If you needed a reminder of the years Clarisse spent working in show biz, a table outside the ballroom displayed letters and photos of old Hollywood friends of Clarisse -- Joan Crawford, Katharine Hepburn, Henry Fonda, Mae West and Joan Fontaine, just to name a few.

A celebrity of a different type enthralled an audience of about 350 at the National Federation of the Blind's annual shindig. How could you not be enthralled when the guest speaker is Erik Weihenmayer, the first blind man to climb Mount Everest?

Betsy Zabarowski, the NFB's director of special programs, says Weihenmayer gave a slide show about his May 2001 Everest climb that wowed the crowd.
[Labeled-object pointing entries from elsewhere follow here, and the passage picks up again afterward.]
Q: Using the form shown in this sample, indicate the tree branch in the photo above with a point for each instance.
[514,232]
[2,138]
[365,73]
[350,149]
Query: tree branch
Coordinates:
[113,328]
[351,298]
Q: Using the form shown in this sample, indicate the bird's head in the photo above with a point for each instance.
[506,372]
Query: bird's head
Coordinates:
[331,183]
Betsy says he talked about how he managed the difficult parts of the climb.

"The Kumbu Ice Fall took him 13 hours the first time he went through it," she says. "It just about killed him. He ended up going through it eight times. The last time took him six hours."

Particularly inspirational to the crowd, Betsy says, was hearing from Erik that what kept him going was remembering the faith the NFB and other blind people around the world had in him.

The party itself was a big success, taking on a more casual flavor than in previous years. Folks roamed the third floor of NFB headquarters, which Betsy describes as renovated old factory space, sampling a variety of goodies offered by several local restaurants and Maryland vintners. The party raised just under $100,000 for the NFB.

Speaking of renovated factory space, Tide Point served as an ideal location for the Enterprise Foundations 20th anniversary party. Chairman and CEO Bart Harvey says the former Procter & Gamble plant site was chosen for the get-together because it shows how an abandoned manufacturing plant can be turned into a viable office complex.

Which, he points out, jibes with the foundation's mission of providing decent, affordable housing and opportunity for low-income people while helping to rebuild communities across the country.

Bart says about 800 people came to the affair, including Walter Sondheim, Sandy Hillman, Patty Rouse, Tony Deering, Fredye Gross, Sally Michel, Amy Elias, Rick Berndt, Marilyn Duker, Matt De Vito and Betsy Nelson. Bart says the evening's high point came when the Addicts Rehabilitation Center Choir from Harlem performed. He says the group of 36 recovering addicts has performed around the world, but came free of charge because they like Enterprise, which built transitional housing for them in Harlem.